4K olmamıza son beş okuma varken dayanamıyorum ve yeni bölümü atıyorum...
16.BÖLÜM
Sabah erkenden kalkıp mutfağa inmiş ve Nur'un yanında yerimi almıştım. O da Sevim teyzeden erken kalkıp kahvaltıyı hazırlamaya başlamıştı. Yanında yerimi alınca başta erken kalkmama şaşırsa da sonrasında gülüp elime bir iş vermişti. Tüm gece aralarına katılıp katılmama konusunda düşünüp dursam da en nihai karara sabaha karşı ulaştım. Eğer ki buradan gitmek istiyorsam emin ve güvenilir adımlar atmam gerekiyordu. Atacağım adımlar Sevim teyze ve Nur'un rotasında olduğu için onlarla da aramı ne iyi ne de kötü tutacaktım. Mükemmel dengenin, beni mükemmel sonuca ulaştıracağına inanıyordum.

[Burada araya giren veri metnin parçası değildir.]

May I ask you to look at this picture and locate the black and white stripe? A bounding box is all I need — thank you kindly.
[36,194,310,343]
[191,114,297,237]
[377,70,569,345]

"Seni yataktan kazımak için iyi planlarım vardı oysaki. Kalkmanı beklemiyordum," dedi gülerken. Ocaktaki haşladığı yumurtalara bakarken bir gözü de benim üzerimdeydi. Elimdeki domatesin kabuklarını doğrarken tebessüm edip kafamı salladım yavaşça.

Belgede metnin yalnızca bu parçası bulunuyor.